My program is a slideshow. It runs on a machine with other processes, so while it's waiting to display the next slide I call SleepEx(N, false), expecting it to reduce to near-zero the amount of CPU it uses (N is between 100ms and 5000ms). On my development XP Pro machine that's exactly what happens but on my customer's XP Home machine it registers 30-80% CPU during the SleepEx(). The code is a single thread so whatever is using all that cpu is within the call to SleepEX(). Has anyone seen this before?
Which process is taking all that CPU? If you break into the process with a debugger - where in the stack trace is it spending time?
Try to use ProcDump to create a dump of the process when it reaches that CPU spike. Then analyze the stack trace to see where it's stuck. Do this several times you get a good sampling of where it's spending time.
I have seen this before.

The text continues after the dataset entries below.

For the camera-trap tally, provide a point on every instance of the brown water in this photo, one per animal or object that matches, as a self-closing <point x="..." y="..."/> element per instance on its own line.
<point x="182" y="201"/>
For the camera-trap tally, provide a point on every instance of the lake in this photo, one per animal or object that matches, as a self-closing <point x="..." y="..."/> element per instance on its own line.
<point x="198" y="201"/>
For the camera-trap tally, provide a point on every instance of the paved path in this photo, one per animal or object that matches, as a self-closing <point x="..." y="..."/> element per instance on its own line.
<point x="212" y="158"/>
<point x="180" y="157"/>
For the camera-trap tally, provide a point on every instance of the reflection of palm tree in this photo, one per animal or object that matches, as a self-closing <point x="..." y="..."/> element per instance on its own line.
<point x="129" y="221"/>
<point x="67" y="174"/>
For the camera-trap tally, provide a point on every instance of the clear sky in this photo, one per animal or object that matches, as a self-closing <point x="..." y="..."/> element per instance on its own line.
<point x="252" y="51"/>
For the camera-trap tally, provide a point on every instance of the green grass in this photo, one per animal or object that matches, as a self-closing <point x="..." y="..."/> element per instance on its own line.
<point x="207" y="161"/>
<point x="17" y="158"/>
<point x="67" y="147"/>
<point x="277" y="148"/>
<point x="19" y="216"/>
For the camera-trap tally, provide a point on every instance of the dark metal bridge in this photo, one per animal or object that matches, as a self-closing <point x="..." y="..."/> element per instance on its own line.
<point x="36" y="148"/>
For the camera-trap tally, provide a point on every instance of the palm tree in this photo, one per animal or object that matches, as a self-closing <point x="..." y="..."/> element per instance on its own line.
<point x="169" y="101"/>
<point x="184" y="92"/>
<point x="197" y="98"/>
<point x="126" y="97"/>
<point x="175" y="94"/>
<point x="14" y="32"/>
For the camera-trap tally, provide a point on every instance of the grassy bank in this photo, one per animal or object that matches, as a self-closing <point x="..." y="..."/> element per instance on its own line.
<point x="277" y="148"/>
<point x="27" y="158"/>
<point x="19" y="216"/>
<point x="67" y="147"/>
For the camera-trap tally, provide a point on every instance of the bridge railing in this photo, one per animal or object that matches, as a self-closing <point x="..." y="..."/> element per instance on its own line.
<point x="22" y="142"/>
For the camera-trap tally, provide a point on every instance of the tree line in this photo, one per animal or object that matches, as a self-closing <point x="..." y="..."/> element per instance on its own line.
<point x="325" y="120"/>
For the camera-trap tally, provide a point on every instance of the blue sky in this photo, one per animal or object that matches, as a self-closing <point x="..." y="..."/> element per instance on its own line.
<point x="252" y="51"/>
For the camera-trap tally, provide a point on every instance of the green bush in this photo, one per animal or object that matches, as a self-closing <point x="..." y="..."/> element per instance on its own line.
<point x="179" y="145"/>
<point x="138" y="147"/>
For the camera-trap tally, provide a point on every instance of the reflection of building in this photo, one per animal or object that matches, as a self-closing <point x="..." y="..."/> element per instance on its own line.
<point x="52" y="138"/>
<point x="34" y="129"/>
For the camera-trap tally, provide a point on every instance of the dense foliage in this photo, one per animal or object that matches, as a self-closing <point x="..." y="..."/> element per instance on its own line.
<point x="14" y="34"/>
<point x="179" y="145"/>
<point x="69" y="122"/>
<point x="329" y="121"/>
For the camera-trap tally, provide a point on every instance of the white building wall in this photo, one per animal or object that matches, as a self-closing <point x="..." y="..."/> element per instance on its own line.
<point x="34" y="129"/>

You block main window message processing thread.
You should not place Sleep() function in single-threaded application if it has main window message processing function. Windowed application always should process window messages without noticeable delay, in another case it will cause deadlock at least for application. Consequences depends on windows platform, compiler settings and CPU configuration, usually application in debug mode has temporary workaround. But if you start such application compiled with release settings it can consume one CPU core with function, which have blocked his main window message processing thread.
Remarks section at MSDN Sleep() function description clearly states this situation.
You just have to lauch new thread, to use Sleep() function right there to allow free flow of window messages in main thread.